OPÉRA – L’Opéra de Dijon propose à l’Auditorium une nouvelle production des Pêcheurs de Perles de Bizet dans une mise en scène signée Mirabelle Ordinaire et placée sous la baguette de Pierre Dumoussaud.
1862 – Depuis sa fenêtre parisienne, le jeune Georges Bizet voit le chantier du futur Palais Garnier commencer à s’élever. Son imagination à la vue de ce chantier pharaonique entre en résonance avec le travail rapide qu’il doit mener. Les bruits des travaux et des ouvriers qui se muent en pêcheurs de perles, leurs larges vêtements de travail, ces échafaudages de bois qui ressemblent à des bateaux et à leurs mâts, ces affiches poétiques qui évoquent des femmes sensuelles d’un orient fantasmé et les produits de l’autre bout du monde : tout enflamme son imagination et son inspiration, lui qui n’a jamais vraiment voyagé.

En-chantier
Mirabelle Ordinaire est partie de ce postulat pour élaborer son spectacle et proposer au spectateur un voyage exotique, en plein Paris. Dans son cabinet de travail, Bizet travaille avec assiduité et s’empare du personnage de Zurga comme un dédoublement de lui-même, dans une sorte de fantasme permanent. Avec son équipe, Mirabelle Ordinaire a conçu un spectacle très réussi, qui s’éloigne d’un exotisme suranné pour proposer une vision plus centrée sur les sentiments et les rapports des trois personnages centraux. Le soin apporté aux déplacements des protagonistes, mais aussi aux artistes des chœurs, aux ambiances contrastées (dont le terrible incendie à la fin du 3ème acte), aboutissent à une réalisation belle et convaincante, portée par une musique qui collectionne les perles.

En-chanté
- La voix d’Hélène Carpentier a gagné en puissance, sans perdre les qualités de son timbre. Mais en contrepartie un vibrato un peu accentué s’est installé sur certains passages et l’aigu paraît dur d’émission. Elle propose une Leïla qui n’est ni fragile ni apeurée, mais une femme de caractère prête à affronter les épreuves au nom de son amour pour le jeune Nadir.

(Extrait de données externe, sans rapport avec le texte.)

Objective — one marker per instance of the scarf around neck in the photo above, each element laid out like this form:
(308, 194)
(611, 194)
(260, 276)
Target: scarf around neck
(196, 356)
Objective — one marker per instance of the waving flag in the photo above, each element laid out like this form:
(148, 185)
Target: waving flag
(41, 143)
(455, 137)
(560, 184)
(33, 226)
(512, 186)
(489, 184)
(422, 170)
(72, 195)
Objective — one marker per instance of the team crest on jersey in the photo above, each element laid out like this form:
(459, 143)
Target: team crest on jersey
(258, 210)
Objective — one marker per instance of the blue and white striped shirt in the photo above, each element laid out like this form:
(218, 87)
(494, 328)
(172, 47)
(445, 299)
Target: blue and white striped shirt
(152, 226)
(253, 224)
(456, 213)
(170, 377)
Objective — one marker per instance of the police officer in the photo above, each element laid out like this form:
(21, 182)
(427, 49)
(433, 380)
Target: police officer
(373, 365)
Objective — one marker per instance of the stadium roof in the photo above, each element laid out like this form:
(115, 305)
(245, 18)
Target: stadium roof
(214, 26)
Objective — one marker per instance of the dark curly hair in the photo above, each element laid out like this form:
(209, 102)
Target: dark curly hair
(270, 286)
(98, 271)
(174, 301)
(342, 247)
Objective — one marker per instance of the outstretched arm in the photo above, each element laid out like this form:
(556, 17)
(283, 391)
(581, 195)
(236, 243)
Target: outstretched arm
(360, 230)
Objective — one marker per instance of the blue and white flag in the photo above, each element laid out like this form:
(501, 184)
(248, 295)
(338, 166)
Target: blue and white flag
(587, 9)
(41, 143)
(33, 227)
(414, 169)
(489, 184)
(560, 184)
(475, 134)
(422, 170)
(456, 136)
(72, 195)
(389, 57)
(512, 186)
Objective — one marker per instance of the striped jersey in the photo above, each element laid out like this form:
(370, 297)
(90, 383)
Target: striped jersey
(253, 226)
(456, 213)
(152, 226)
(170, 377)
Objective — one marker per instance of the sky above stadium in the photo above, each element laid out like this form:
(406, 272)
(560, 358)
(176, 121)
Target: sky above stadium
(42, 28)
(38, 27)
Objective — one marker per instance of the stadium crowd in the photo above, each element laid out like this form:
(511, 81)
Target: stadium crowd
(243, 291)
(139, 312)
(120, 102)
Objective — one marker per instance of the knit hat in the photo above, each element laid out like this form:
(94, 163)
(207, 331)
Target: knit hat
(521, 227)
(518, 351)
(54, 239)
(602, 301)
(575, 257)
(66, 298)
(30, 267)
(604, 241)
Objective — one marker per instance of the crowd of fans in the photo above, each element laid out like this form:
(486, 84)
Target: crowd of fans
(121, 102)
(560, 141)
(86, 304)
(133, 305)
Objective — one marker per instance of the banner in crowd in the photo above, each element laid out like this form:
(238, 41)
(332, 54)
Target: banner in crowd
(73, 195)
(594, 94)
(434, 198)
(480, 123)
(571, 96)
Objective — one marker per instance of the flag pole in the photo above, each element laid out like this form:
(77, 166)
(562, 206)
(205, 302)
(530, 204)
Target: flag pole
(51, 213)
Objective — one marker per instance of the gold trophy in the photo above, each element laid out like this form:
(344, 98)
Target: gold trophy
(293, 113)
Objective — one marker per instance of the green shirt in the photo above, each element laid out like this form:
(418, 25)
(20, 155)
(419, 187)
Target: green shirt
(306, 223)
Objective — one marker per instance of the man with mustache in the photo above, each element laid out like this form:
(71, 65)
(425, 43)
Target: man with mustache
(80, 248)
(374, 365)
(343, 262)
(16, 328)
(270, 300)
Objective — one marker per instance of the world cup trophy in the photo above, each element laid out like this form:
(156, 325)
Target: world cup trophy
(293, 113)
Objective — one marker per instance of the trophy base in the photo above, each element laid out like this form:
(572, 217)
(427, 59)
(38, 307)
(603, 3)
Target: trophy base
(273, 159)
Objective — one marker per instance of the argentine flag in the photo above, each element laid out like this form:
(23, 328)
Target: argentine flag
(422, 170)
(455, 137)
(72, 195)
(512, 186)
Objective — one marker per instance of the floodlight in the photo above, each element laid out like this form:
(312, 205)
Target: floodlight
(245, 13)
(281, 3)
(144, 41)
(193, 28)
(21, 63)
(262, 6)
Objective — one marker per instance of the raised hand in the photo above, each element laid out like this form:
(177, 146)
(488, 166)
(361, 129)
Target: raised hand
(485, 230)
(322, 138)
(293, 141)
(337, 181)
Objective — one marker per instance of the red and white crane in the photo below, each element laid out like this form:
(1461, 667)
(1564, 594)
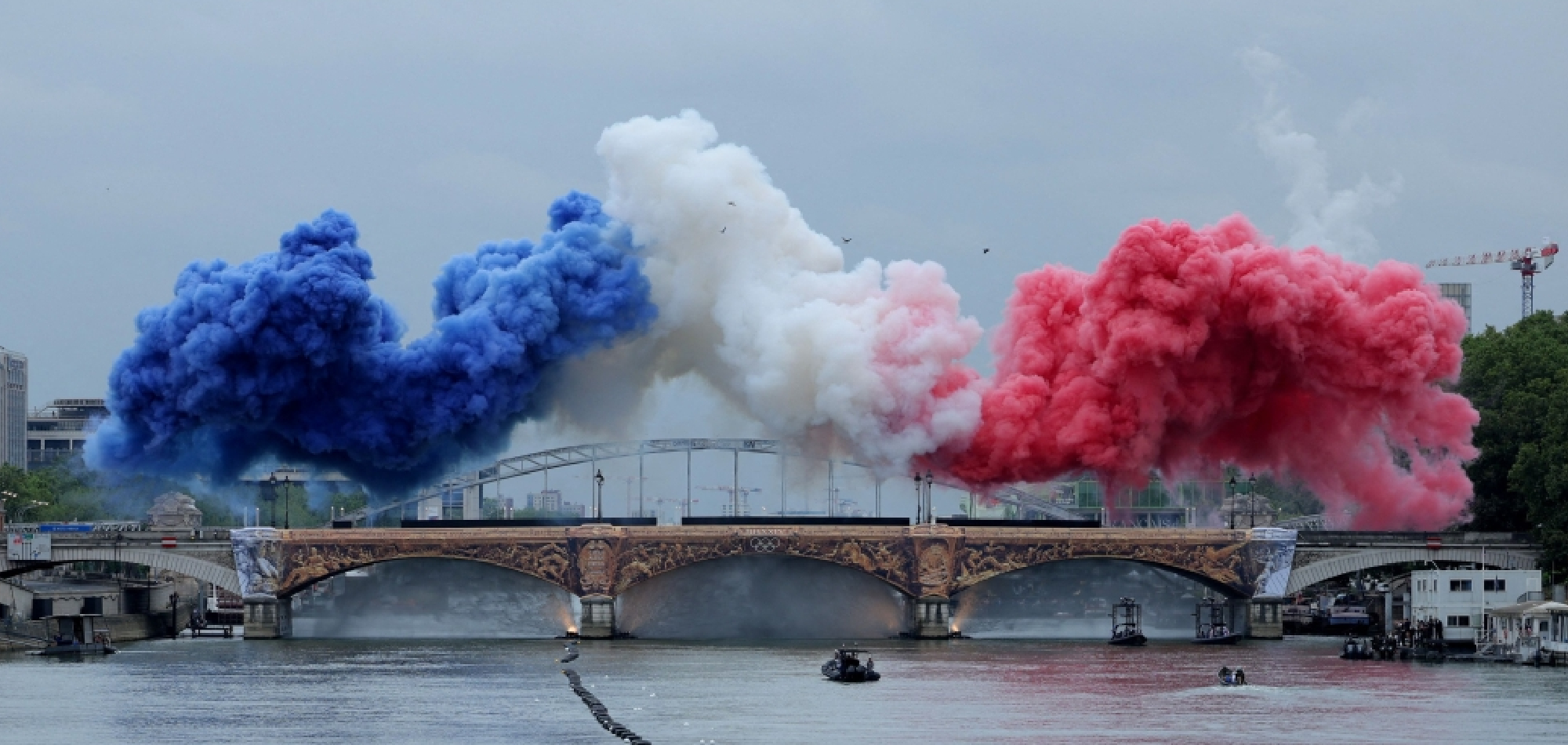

- À ses côtés, Julien Dran-qui ces derniers temps aborde désormais des rôles plus affirmés, plus larges d’émission-, prouve qu’il n’a rien perdu bien au contraire de la souplesse de sa voix de ténor soutenue par un légato idéal. Sa présence scénique et sa prononciation parfaite donnent beaucoup de crédit à son interprétation. Clou de la partition : sa romance où le mezza-voce se conjugue aux passages maîtrisés des registres.
- Le baryton Philippe-Nicolas Martin séduit dès le début dans son double rôle, par l’humanité et l’intensité expressive avec lesquelles il incarne Zurga, être torturé et en proie aux doutes, mais aussi sensible aux honneurs et sens du devoir. La voix a une belle projection en salle, et dispose d’une vraie variété de couleurs.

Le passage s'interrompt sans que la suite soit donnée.